Counting commits and peer code review

· by Amelia McNamara · Read in about 13 min · (2695 words) ·

Today’s guest entry by Amelia McNamara (University of St. Thomas) describes a creative way that she tackled a problem in one of her upper level courses.

One note: The JSM is underway. Looking for interesting talks? Mine’s excellent Shiny for JSM 2019 app for those of you in Denver.

This past semester, I taught two sections of a course called Advanced Statistical Software (yes, I’m aware of the acronym. We’re changing the course title soon…). The course was focused on R: we spent the first half of the semester going through R for Data Science and learning about doing data science in R, and the second half reading selections from Advanced R, and learning about R as a language. It was the most computationally-focused class I’ve ever been able to teach, which was fantastic.

On top of R, I also taught students how to use git and GitHub, and all student work was submitted through private repositories. At the beginning of the semester, 63% of my students said they had never used git before (even though the majority of students were upper-level CS majors), and by the end of the semester everyone could commit, push, pull, manage merge conflicts, and more. I’m so proud of them!

Private repositories for student work

If you are going to use GitHub in a class, you likely need to generate a number of private repositories for your students to use. This is to avoid violating FERPA law, as well as general ethics of not forcing students to put work on the internet that they might not want to share publicly. There are two ways to generate many private repos for class use:

  • Follow Mine Cetinkaya-Rundel and Colin Rundel’s advice, and generate private repositories on GitHub using the GitHub API, particularly through the ghclass package the Cetinkaya-Rundels have developed.
  • Use GitHub Classroom to generate private repositories through their web interface. For more on this approach, see Jo Hardin’s recent post.
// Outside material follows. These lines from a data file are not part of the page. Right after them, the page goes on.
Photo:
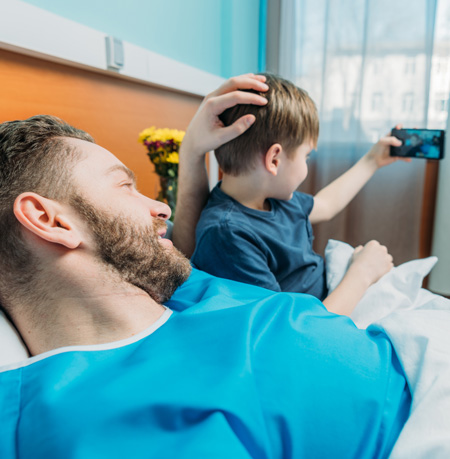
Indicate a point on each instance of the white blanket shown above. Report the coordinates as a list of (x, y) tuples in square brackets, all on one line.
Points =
[(418, 324)]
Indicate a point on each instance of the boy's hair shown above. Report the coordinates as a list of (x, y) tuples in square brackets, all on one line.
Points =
[(289, 118), (35, 157)]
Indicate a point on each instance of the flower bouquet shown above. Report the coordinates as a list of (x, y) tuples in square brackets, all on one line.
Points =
[(163, 146)]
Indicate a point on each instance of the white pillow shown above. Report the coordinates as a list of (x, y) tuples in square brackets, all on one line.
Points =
[(399, 289), (12, 348)]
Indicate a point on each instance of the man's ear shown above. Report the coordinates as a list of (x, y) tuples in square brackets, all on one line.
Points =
[(45, 218), (273, 158)]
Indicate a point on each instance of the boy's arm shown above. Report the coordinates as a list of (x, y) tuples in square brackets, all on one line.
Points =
[(368, 264), (205, 133), (329, 201)]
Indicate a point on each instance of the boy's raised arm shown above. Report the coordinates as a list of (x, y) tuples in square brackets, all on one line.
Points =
[(205, 133), (329, 201)]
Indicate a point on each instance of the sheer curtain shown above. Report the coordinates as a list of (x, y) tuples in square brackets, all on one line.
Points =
[(369, 65)]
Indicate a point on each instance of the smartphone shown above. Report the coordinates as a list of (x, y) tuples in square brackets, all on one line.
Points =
[(419, 143)]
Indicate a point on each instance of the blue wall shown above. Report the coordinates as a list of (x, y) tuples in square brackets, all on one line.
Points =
[(223, 37)]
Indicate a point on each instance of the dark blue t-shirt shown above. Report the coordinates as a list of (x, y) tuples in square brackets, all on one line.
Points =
[(271, 249)]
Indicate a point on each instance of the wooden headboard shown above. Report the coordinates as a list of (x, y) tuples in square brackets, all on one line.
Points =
[(113, 110)]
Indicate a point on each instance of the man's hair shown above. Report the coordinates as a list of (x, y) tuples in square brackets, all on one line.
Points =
[(289, 118), (34, 157)]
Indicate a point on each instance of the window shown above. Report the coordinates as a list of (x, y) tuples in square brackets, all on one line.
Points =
[(408, 102), (377, 102), (410, 66)]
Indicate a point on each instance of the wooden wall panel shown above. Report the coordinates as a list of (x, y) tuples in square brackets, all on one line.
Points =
[(111, 109)]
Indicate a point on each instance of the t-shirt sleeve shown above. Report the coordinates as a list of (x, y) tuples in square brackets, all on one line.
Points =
[(305, 202), (231, 252)]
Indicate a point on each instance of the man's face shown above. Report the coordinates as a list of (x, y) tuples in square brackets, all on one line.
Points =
[(126, 226)]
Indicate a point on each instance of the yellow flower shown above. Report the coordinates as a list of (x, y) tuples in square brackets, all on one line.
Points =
[(172, 158), (152, 134)]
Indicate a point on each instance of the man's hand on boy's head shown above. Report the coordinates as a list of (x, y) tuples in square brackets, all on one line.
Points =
[(379, 153), (206, 132)]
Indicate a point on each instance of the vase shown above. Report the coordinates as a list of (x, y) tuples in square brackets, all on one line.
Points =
[(168, 192)]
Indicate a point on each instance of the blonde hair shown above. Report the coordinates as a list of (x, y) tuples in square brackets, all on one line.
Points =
[(289, 118)]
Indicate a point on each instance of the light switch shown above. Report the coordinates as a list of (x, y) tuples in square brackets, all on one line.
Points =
[(114, 53)]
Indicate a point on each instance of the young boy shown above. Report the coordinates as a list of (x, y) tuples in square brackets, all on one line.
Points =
[(257, 229)]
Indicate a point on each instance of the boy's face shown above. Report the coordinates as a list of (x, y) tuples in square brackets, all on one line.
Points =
[(293, 170)]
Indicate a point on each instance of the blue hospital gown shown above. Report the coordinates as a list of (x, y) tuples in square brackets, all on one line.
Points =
[(235, 372)]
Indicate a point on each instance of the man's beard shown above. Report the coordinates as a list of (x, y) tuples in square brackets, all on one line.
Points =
[(134, 251)]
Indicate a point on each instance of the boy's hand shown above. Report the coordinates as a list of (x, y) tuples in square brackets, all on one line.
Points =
[(379, 153), (371, 262), (206, 132)]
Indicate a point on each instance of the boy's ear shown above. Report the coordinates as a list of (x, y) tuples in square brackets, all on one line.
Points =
[(45, 218), (273, 158)]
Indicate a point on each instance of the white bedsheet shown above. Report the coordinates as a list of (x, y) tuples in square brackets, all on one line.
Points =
[(418, 324)]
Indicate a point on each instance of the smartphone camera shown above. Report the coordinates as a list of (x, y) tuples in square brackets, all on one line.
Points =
[(419, 143)]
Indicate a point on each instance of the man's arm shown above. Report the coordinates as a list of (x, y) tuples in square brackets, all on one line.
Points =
[(329, 201), (205, 133)]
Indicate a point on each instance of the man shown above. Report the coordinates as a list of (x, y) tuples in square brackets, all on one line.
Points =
[(221, 370)]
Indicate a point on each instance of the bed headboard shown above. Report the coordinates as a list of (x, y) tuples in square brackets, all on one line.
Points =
[(112, 109)]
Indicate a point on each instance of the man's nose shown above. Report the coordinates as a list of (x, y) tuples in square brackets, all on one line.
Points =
[(160, 209)]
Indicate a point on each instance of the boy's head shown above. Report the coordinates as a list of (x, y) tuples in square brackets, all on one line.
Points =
[(289, 118)]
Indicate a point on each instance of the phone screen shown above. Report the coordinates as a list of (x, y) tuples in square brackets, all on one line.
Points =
[(419, 143)]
Whichever approach you choose, you’ll want to verify yourself as an instructor with GitHub to get additional benefits, including unlimited private repositories (crucial!) and a swag bag for your classroom.

Aside on GitHub swag

I chose to use GitHub Classroom, and I asked for a swag bag in advance of my class, so I had lots of goodies for my students. The bag I received came with the following:

  • copies of the git cheatsheet for all my students. (five stars, very useful in case things fail with usethis and we have to go to the terminal to re-sync RStudio and git)
  • copies of the git flow cheatsheet (pretty useless, I wish they’d stop sending)
  • copies of the GitHub flavored markdown cheatsheet (slightly useful at the beginning of the semester)
  • copies of the GitHub for robotics comic book (fun, students seem to like)
  • some number of GitHub posters (awful, I wish they would stop sending)
  • enough GitHub stickers for all my students to have some choice about which one they want (students who do a particularly good job on an early assignment get first pick, everyone gets a sticker)
  • two redemption codes good for GitHub t-shirts

Of course, with only two t-shirts and more than 50 students, I had to find a way to distribute the shirts. I decided on a whim that I would give them to the student in each section who had the most commits on GitHub over the course of the semester.
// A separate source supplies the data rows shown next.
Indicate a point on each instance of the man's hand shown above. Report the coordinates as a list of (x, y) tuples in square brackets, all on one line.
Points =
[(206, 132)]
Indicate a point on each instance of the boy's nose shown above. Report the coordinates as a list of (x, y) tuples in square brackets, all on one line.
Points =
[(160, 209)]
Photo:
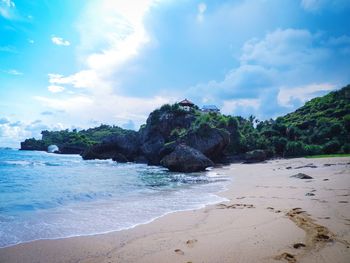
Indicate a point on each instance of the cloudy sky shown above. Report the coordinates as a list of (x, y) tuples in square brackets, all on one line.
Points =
[(76, 64)]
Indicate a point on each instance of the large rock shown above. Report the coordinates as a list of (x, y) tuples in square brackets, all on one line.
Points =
[(186, 159), (255, 156), (150, 149), (210, 141), (120, 147)]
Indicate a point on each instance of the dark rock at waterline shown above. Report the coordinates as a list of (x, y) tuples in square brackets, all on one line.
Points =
[(151, 148), (127, 144), (186, 159), (255, 156), (118, 157), (302, 176), (100, 151), (71, 149), (209, 141), (119, 147)]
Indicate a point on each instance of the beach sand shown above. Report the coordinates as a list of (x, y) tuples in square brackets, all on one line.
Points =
[(269, 217)]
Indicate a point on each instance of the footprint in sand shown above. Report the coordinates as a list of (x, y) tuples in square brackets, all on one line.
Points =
[(298, 245), (179, 252), (191, 242), (273, 210), (235, 206), (287, 257)]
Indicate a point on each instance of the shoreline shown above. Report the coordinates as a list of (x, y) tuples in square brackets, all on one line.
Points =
[(257, 224)]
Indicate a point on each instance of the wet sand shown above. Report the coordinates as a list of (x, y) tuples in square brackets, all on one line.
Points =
[(272, 216)]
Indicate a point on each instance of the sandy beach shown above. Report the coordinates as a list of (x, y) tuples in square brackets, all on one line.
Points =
[(270, 216)]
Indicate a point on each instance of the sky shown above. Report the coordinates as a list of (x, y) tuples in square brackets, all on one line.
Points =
[(76, 64)]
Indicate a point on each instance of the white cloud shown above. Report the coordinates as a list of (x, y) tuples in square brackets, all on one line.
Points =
[(10, 49), (303, 93), (111, 33), (60, 41), (13, 72), (240, 106), (106, 108), (317, 5), (202, 7), (6, 7), (279, 71), (55, 89), (284, 48)]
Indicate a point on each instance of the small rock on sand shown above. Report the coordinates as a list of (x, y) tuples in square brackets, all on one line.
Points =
[(302, 176)]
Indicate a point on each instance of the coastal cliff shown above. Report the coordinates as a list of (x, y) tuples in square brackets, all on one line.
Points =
[(321, 126)]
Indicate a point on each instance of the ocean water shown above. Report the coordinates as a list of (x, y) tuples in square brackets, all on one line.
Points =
[(48, 196)]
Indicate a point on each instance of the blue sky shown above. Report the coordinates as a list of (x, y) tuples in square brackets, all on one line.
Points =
[(76, 64)]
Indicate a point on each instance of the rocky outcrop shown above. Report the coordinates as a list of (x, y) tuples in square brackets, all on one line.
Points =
[(255, 156), (119, 147), (186, 159), (159, 129), (210, 141), (33, 145)]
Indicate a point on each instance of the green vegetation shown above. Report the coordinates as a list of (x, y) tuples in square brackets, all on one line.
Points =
[(74, 139), (321, 126)]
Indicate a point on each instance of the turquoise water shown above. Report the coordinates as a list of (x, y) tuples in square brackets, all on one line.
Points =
[(46, 196)]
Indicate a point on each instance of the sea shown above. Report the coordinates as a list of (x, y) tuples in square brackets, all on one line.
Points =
[(50, 196)]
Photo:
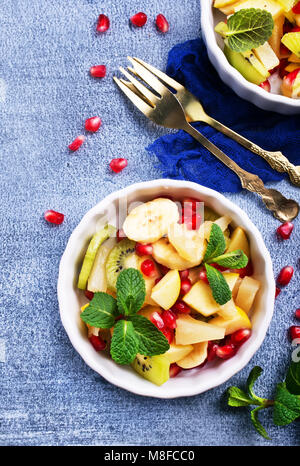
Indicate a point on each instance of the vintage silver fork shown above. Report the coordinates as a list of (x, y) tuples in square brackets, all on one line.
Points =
[(165, 110), (194, 111)]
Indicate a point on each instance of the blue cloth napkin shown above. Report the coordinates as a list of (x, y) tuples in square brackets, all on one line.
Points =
[(181, 157)]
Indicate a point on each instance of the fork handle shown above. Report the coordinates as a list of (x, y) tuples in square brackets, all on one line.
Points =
[(275, 159), (273, 199)]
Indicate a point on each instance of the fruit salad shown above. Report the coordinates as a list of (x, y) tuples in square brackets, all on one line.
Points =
[(171, 290), (262, 41)]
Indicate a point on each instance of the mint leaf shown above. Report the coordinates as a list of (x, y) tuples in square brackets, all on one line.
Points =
[(131, 291), (151, 340), (292, 380), (249, 28), (238, 397), (101, 311), (286, 406), (233, 260), (258, 426), (219, 287), (124, 343), (216, 244)]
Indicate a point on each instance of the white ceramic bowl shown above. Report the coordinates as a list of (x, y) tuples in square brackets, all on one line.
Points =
[(214, 43), (187, 383)]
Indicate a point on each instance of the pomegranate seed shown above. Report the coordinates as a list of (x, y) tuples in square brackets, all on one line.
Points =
[(139, 19), (157, 320), (265, 86), (285, 230), (294, 332), (186, 285), (98, 71), (211, 351), (97, 342), (296, 8), (117, 165), (169, 319), (184, 274), (148, 268), (226, 351), (89, 294), (92, 124), (168, 333), (277, 291), (181, 307), (54, 217), (174, 370), (239, 337), (162, 24), (103, 23), (77, 143), (285, 275), (120, 235), (143, 249)]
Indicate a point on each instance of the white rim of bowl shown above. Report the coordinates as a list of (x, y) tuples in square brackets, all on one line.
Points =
[(236, 364), (218, 55)]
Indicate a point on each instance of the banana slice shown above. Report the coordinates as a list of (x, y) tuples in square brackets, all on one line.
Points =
[(188, 243), (164, 253), (149, 222)]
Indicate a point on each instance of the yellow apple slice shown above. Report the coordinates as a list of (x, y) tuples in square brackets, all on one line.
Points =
[(188, 243), (237, 321), (167, 290), (189, 331), (239, 240), (177, 352), (247, 292)]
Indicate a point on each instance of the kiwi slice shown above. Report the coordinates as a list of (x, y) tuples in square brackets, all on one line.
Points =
[(155, 369), (122, 256)]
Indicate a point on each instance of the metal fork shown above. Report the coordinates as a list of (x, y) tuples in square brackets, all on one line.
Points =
[(165, 110), (194, 111)]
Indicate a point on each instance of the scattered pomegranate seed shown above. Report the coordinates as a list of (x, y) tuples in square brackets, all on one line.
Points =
[(277, 291), (226, 351), (143, 249), (296, 8), (54, 217), (117, 165), (169, 319), (184, 274), (77, 143), (186, 285), (148, 268), (181, 307), (98, 71), (168, 333), (157, 320), (89, 294), (92, 124), (174, 370), (162, 23), (211, 351), (285, 230), (97, 342), (139, 19), (239, 337), (103, 23), (265, 86), (294, 332), (285, 275)]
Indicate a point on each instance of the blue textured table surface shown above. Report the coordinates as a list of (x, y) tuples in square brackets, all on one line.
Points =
[(48, 395)]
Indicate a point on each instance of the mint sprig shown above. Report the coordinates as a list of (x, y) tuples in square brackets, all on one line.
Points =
[(249, 28), (286, 404), (132, 333)]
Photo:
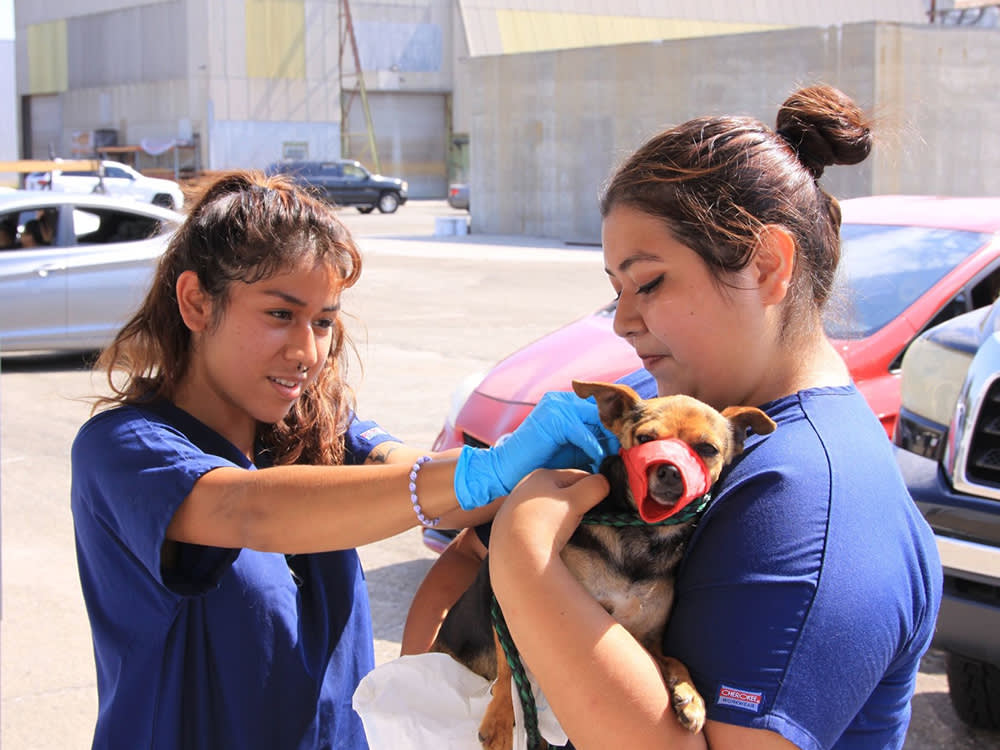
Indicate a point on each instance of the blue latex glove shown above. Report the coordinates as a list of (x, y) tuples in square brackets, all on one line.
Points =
[(563, 431)]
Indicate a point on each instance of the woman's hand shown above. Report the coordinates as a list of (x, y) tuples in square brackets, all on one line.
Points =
[(562, 431)]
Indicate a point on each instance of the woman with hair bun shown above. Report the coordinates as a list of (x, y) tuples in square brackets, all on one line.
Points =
[(811, 586)]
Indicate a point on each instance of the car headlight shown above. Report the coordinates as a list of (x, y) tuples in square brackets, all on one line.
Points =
[(932, 379), (461, 394), (931, 383)]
I made this promise to students filled with data hubris, and without verifying it was possible to calculate this. It turns out, calculating the number of commits someone has made over a semester is a little tricky.

Counting commits

GitHub has a nice API. If you want to access this API through R, you can use the gh package. However, when I looked into this, it became clear that the API would make it challenging to compute commits per student. The API allows you to find commits on a repository but not commits from a particular user. So, if I’d gone down this road I’d have needed to generate a list of repos for each user, and then hit the API with requests for the number of commits on each of those repos. I think this is possible (I’d love to see code solutions if you have them!) but I went a different direction.

Instead, I realized that if I went a user’s profile website, it said the number of commits they had made directly on the webpage:


Screenshot of my GitHub profile page, showing 868 commits. Note that this number will be out of date by the time this post is published, because I am-- you guessed it-- tracking my work on the post with git.
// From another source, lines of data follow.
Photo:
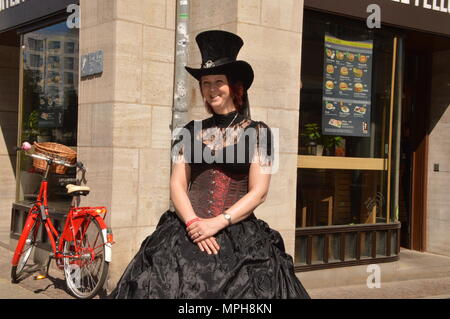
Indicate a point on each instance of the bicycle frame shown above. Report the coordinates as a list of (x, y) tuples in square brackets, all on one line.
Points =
[(74, 221)]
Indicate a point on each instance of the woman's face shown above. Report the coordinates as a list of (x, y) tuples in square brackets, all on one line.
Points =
[(216, 91)]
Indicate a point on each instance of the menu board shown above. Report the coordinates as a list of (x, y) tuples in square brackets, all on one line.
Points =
[(347, 87)]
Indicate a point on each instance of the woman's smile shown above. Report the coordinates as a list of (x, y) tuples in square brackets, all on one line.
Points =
[(216, 91)]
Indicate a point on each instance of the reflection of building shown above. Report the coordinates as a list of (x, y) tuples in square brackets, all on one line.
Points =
[(53, 60), (331, 210)]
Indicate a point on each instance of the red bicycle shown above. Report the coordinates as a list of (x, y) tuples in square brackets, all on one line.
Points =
[(82, 250)]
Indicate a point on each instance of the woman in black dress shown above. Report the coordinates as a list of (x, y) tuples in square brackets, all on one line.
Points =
[(213, 246)]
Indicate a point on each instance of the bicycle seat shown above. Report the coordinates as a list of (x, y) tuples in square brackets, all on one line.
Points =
[(75, 190)]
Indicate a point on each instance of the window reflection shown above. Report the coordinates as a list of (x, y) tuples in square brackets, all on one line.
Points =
[(50, 102), (328, 197)]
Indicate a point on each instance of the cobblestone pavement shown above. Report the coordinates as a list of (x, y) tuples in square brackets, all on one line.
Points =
[(432, 288), (54, 287)]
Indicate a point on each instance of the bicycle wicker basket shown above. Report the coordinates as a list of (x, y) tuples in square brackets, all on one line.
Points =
[(55, 151)]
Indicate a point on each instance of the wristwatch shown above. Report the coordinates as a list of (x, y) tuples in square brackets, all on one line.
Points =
[(227, 217)]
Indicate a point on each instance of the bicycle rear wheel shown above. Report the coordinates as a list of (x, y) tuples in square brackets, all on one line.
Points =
[(86, 272), (25, 247)]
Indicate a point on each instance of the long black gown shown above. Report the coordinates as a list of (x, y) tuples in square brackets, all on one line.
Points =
[(251, 263)]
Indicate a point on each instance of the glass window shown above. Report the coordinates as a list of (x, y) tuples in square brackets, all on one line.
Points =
[(49, 107), (68, 63), (344, 122), (69, 47)]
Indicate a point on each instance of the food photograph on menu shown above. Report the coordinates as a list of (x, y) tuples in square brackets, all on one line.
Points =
[(347, 87)]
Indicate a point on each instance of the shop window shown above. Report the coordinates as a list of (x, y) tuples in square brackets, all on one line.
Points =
[(344, 123), (49, 107), (36, 61), (68, 63), (35, 44), (53, 62), (69, 47)]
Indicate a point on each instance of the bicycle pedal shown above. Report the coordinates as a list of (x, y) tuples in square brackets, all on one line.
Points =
[(40, 277)]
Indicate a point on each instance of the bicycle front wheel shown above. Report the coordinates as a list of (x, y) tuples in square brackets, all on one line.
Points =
[(86, 272)]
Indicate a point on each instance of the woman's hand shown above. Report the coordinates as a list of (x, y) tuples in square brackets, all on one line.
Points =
[(205, 228), (209, 245)]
I realized I could scrape that number from the HTML of each of my students’ profile pages. With GitHub classroom, you can download a roster for your class and get a list of their GitHub usernames, which can be easily converted into URLs. Here is some code to accomplish this. (As a note on style, instead of starting this blogpost with a list of packages, like we typically do in RMarkdown documents, I’ve inserted library() calls into the chunk where that package is first used.)

library(readxl)

roster <- read_excel("~/Downloads/classroom_roster.xls")

roster <- roster %>%
  mutate(url = paste0("https://github.com/", github_username)) %>%
  filter(!is.na(group_name))

For the purposes of this blog post, I’m not going to use my students’ data (remember, FERPA!). So, let’s make a little fake dataset.

library(dplyr)

roster <- tibble(url = c("https://github.com/AmeliaMN", "https://github.com/hglanz", "https://github.com/hardin47", "https://github.com/nicholasjhorton"))

Now that I have some GitHub URLs, I can use the rvest package to scrape the HTML pages. We’ll start with an HTML session,

library(rvest)

session <- html_session("https://github.com")

This step may seem unnecessary now, but we’ll come back to why a session is needed for this to work in my real problem, rather than this toy data.

Once we’ve simulated a session in an HTML browser, we can write a function to compute the number of commits for a user. This code starts with a session, jumps to a GitHub URL, and reads the HTML. Then, it grabs a particular HTML node (I used Chrome Developer Tools to help me figure out that I was interested in h2.f4.text-normal.mb-2), extracts the text from that node, strips the whitespace from the number, plucks it out, and parses it as a number (in case the number of commits goes into the thousands, when the string gets formatted with a comma on GitHub).

library(readr)

commits <- function(url, session) {
  session %>%
    jump_to(url) %>%
    read_html() %>%
    html_nodes("h2.f4.text-normal.mb-2") %>%
    html_text() %>%
    gsub("^\\s+|\\s+$", "", .) %>%
    pluck(2) %>%
    parse_number()
}

Of course, we could write a for() loop to iterate through the vector of URLs and find those numbers. In fact, that’s what I did while I was hacking my way through this problem at the end of the semester, with my students sending me “hey, who won those t-shirt??” messages on Slack.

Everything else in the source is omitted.